Waters asked whether the panel thought it reasonable to propose a rule rather than issue an interim final rule and whether the elimination of the ban on general solicitation should be open to “a robust dialogue.”
Thompson said SEC rulemaking in recent years has faced growing litigation with a focus on cost-benefit analysis. “The SEC has to worry about whether this rule will stand up to the challenge that is likely to come,” he said. By not opening up a rule for comment, “the SEC was increasing the risk of litigation and increasing the risk of the rule not being implemented as quickly as it might otherwise.”
Waters also asked about whether the SEC should move slowly with the way it lifts the general solicitation ban.
Ravikant said a lot of companies “accidentally or not knowingly” violate the general solicitation ban “on a regular basis,” adding that the rule needs to be modernized “rather quickly.”
In response to criticism that the JOBS Act could lead to increased fraud and relaxed standards, Rep. Francisco Canseco (R-Texas) asked Van Winkle to explain why protections from fraud are not weakened by the JOBS Act and whether the SEC erred on the side of caution “thus damaging the intent of the JOBS Act.”
Van Winkle said Title II “greatly expands the opportunity and the potential investor pool,” which “may or may not lead” to the increased probability of fraud. He added that the disclosure regime is still going to remain for issuers under Rule 506. “My experience has been that issuers are very concerned about making sure that they have a reliable and viable business before they bring in investors.”
Rep.

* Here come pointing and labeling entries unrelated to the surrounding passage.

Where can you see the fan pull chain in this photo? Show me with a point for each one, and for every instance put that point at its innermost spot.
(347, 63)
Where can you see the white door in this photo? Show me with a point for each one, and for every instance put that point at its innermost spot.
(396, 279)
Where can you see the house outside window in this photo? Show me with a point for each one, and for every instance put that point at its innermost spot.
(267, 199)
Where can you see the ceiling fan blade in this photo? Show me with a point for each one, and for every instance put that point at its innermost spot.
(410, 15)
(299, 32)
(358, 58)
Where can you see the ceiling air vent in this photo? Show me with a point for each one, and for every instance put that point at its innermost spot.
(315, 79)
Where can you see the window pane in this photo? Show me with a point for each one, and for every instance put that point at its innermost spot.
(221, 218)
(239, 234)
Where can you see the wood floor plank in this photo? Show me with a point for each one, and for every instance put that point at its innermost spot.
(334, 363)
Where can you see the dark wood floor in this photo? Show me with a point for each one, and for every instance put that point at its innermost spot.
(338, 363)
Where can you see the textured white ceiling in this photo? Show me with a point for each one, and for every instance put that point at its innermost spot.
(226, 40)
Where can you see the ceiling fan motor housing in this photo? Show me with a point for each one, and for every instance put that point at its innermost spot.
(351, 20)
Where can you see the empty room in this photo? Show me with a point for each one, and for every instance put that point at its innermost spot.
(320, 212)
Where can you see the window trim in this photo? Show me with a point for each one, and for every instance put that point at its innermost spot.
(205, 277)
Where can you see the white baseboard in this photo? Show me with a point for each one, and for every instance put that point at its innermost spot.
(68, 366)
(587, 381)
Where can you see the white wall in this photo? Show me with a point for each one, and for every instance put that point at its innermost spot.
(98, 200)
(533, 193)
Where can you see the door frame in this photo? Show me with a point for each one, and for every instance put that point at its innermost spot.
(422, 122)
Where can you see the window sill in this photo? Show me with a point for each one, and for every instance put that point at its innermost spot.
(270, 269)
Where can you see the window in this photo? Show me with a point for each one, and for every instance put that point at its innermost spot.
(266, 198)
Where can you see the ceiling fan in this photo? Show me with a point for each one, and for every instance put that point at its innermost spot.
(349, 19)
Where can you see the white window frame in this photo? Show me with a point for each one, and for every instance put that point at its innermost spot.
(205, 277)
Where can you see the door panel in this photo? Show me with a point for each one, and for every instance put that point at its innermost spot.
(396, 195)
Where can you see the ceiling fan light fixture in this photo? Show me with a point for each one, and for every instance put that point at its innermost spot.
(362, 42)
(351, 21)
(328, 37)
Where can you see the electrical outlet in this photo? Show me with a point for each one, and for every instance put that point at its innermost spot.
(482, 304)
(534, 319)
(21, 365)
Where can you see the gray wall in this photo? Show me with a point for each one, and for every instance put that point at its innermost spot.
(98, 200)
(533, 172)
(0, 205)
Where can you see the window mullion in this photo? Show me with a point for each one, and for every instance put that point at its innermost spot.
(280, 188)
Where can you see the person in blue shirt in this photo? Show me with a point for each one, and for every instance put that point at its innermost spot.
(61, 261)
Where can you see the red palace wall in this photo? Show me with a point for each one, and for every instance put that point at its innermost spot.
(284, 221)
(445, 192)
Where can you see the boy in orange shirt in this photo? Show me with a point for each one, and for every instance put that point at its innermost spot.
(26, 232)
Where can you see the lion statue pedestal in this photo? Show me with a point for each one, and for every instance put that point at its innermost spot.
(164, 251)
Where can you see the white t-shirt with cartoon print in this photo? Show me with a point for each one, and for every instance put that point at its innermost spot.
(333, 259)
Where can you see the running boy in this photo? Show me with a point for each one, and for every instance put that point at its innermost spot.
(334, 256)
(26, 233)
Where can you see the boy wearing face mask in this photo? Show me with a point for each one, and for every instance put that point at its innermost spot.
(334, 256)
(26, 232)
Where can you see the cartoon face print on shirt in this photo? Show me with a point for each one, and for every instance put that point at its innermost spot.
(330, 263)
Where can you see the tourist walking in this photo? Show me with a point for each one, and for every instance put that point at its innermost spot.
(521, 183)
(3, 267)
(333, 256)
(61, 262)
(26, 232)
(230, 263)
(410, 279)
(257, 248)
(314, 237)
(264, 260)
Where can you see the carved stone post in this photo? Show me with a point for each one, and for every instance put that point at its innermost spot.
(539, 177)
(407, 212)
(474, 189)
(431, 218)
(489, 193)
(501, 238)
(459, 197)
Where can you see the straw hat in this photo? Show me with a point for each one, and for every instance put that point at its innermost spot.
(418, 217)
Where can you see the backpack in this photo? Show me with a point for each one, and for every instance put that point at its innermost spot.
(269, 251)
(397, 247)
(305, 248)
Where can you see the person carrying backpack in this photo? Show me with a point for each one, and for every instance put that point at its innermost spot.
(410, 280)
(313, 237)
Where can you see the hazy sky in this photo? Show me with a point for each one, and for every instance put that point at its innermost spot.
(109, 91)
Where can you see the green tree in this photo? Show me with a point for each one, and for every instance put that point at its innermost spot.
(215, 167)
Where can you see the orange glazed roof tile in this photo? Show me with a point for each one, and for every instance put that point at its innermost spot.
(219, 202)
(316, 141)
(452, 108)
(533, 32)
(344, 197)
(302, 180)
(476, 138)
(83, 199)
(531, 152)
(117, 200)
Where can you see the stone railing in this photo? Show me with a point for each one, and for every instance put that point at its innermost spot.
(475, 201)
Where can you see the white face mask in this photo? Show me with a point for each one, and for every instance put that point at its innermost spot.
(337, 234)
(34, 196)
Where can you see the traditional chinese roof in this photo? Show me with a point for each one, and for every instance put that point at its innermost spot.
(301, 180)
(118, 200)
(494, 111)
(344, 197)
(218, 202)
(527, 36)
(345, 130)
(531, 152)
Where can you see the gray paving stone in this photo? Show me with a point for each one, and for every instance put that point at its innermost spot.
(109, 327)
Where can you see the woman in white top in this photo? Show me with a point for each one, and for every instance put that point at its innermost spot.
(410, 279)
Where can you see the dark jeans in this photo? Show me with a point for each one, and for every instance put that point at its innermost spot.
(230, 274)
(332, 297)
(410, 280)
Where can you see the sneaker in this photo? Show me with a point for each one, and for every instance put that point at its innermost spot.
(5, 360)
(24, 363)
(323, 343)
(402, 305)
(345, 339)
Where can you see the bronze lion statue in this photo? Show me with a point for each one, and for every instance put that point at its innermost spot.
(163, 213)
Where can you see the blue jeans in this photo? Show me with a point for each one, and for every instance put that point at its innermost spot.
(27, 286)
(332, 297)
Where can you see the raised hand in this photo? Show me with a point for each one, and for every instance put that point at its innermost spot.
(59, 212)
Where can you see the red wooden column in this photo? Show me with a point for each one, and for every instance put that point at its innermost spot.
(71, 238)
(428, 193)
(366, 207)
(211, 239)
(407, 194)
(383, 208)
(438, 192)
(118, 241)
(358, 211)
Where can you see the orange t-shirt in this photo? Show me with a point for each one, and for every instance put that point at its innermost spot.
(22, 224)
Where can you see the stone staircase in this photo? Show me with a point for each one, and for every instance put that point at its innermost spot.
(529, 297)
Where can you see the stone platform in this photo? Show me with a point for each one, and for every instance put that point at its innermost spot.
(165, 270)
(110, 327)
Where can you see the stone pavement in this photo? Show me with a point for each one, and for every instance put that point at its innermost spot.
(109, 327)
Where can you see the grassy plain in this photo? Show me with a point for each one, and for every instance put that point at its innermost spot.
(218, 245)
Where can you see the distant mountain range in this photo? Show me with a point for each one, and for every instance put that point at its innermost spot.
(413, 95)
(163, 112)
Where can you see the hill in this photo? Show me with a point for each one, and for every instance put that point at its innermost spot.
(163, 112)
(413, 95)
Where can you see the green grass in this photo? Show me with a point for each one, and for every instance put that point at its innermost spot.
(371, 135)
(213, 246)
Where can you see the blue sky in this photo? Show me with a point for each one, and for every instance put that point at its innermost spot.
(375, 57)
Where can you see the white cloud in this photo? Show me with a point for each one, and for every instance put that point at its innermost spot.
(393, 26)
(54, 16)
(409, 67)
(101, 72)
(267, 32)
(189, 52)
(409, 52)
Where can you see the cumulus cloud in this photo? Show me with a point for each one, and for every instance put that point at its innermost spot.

Stephen Lynch (D-Mass.), in questions proceeding Canseco’s, pressed Van Winkle on the general solicitation issue and whether lifting it will increase fraud as “you have a general population that is more vulnerable… and they don’t have the ability to protect themselves.” Van Winkle defended his previous statements and again reiterated that “almost every single potential investor looks at the issuer and asks questions.”